Because I know I’ve said this before, but the reason I love Franschhoek isn’t the other writers. Some writers are fun – indeed some of my best friends are writers – and some writers are envious and self-regarding and aggrieved and entitled and just plain tools, like everyone else. And just like other people, writers are worse when they cluster in a group. There’s a nervous condition called the Franschhoek Twitch – a sharp, jerking motion, the head snapping over the shoulder, usually mid-sentence, as the speaker suddenly remembers to check that the person they’re gossiping about isn’t standing behind them. No, what I love about Franschhoek, and any literary festival, is being shoulder-to-shoulder for a weekend with readers.

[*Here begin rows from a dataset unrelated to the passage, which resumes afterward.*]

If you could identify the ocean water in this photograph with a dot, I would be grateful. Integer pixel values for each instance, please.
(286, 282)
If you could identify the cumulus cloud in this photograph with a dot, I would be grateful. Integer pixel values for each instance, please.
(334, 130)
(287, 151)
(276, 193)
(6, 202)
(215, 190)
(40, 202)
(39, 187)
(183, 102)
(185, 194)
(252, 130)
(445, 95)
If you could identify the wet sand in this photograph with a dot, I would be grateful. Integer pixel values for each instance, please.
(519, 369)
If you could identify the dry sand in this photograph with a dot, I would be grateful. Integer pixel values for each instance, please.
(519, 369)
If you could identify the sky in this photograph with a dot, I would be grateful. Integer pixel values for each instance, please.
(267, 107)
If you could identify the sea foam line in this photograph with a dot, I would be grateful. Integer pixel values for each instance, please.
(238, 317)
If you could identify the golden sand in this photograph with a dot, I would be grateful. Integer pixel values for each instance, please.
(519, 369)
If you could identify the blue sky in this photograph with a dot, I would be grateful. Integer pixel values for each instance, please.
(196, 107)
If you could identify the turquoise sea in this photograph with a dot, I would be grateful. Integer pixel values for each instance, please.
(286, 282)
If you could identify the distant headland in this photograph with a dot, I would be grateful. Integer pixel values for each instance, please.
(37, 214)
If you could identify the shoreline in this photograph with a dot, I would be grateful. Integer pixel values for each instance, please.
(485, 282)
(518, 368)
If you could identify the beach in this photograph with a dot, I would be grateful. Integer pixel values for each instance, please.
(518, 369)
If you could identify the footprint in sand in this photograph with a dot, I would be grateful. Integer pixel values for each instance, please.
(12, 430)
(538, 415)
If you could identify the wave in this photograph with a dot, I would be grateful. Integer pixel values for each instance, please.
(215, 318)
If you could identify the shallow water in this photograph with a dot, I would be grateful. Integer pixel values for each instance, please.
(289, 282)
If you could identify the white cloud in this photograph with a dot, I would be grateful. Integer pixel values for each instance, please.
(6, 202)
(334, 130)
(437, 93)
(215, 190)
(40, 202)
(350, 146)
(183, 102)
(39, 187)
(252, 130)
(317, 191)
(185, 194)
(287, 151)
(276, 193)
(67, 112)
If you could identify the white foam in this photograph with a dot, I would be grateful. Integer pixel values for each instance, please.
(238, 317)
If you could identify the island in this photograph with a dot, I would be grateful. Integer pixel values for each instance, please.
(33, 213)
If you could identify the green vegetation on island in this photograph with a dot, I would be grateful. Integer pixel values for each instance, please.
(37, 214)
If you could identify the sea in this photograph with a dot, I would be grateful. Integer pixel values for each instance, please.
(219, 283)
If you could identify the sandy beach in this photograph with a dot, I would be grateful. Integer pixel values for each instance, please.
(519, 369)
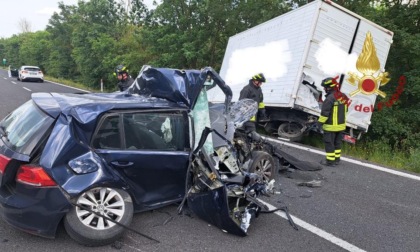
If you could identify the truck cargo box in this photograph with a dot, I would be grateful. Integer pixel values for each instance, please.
(320, 39)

I’ve watched my mom and my parents-in-law these past weeks. They’re all readers. They read in the mornings and the afternoons and at night and in between they walk and drink and swim in the sea. They read thrillers and short stories and non-fiction and literary novels and if a book is boring they chuck it and choose something else. They seek delight and new thoughts. They read not to pass the time but to enhance it and themselves, and they talk about the books afterwards with light in their eyes and press their favourites on those who haven’t read them yet.

I sometimes worry about my generation and those following. What will happen to them when they get old without reading? How will they keep moving their minds? How will they find new things to think and talk about? And what about me? No one says growing old is fun, but old age spent in the company of a generation slumped in front of Netflix or joylessly scrolling Facebook seems an especially unnatural punishment.

This thought alarmed me so I went in search of my wife. She wasn’t in the cottage. Finally I found her sitting under a tree, her knees pulled up and A Little Life by Hanya Yanagihara balanced on the back of her thighs. She didn’t notice me; she was frowning at the page with great intensity and I wanted to know what was happening and where it had taken her, but I tiptoed away because there’s plenty of time yet.